O Ministério Público de Goiás (MPGO) está coordenando um esforço para a criação da Rede de Atenção à Comunidade LGBTQIAPN+, um projeto que visa melhorar os serviços públicos prestados a essa população. Em entrevista ao Jornal Opção, o promotor Marcelo Machado Miranda de Carvalho, coordenador da Área de Políticas Públicas e Direitos Humanos do MPGO, explicou que o projeto está em fase inicial de planejamento.

A primeira reunião para pensar as ações de formação dessa rede aconteceu na última quinta-feira, 17. Com o apoio do Núcleo Permanente de Incentivo à Autocomposição (Nupia), foram ouvidos representantes de várias instituições que atuam direta ou indiretamente com a comunidade LGBTQIAPN+. 

“Não temos ainda uma ideia exata de quais serão as prioridades do plano de ação.
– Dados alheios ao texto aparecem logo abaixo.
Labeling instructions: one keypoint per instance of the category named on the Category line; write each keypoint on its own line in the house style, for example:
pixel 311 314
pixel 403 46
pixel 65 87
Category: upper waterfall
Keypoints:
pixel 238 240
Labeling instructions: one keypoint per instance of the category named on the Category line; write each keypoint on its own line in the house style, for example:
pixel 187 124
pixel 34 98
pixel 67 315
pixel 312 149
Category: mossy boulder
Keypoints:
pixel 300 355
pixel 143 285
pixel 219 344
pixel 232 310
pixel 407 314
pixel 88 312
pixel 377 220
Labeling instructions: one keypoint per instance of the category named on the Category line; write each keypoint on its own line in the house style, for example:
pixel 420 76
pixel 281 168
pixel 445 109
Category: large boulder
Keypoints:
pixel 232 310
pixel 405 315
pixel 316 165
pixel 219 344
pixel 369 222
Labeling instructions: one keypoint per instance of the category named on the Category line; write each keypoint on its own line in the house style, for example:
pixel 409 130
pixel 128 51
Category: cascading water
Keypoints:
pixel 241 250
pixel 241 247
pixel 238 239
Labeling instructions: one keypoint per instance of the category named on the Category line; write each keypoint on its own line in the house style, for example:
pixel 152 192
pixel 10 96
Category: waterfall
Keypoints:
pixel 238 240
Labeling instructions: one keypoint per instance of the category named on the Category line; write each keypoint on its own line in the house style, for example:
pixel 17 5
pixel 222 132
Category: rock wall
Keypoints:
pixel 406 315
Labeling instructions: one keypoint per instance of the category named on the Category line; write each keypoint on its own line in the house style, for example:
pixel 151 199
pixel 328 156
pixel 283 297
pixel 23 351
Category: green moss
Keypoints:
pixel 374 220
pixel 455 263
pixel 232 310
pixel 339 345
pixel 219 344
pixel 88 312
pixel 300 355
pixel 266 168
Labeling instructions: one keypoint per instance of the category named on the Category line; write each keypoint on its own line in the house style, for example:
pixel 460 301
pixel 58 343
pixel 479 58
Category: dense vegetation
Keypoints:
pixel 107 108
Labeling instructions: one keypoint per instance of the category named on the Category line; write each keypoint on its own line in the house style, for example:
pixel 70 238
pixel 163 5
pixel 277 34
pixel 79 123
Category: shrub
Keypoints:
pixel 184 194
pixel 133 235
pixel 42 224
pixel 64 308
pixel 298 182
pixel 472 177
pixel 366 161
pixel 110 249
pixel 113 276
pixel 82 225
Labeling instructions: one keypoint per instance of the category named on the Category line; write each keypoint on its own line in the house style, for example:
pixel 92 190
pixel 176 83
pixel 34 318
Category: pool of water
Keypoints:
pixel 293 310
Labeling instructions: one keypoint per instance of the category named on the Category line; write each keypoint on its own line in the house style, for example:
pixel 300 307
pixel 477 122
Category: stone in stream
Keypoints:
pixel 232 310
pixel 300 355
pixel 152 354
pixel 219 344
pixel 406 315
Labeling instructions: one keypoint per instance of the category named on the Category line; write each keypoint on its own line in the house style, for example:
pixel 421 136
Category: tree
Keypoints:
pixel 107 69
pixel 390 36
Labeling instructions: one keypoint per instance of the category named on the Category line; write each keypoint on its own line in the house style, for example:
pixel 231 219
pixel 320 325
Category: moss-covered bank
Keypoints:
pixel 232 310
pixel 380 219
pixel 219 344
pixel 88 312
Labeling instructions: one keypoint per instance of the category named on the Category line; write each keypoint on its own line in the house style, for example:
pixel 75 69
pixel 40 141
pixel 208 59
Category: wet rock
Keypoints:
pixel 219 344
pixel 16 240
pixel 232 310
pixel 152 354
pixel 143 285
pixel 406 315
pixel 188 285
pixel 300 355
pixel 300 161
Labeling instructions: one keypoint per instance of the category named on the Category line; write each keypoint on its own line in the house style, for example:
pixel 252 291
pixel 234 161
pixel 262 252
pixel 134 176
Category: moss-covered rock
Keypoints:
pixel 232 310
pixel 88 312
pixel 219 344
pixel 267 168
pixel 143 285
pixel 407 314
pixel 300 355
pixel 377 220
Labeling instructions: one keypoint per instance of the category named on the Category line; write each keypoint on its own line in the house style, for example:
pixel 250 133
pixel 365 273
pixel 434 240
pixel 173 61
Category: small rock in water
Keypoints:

O que sabemos é que estamos ouvindo as instituições parceiras e aqueles que executam os serviços públicos para identificar quais são as principais dificuldades enfrentadas por eles”, explicou Marcelo Carvalho. “O Ministério Público não vai ditar o que deve ser feito, mas trabalhará junto com essas instituições para estabelecer metas e apoiar no que for necessário”, disse.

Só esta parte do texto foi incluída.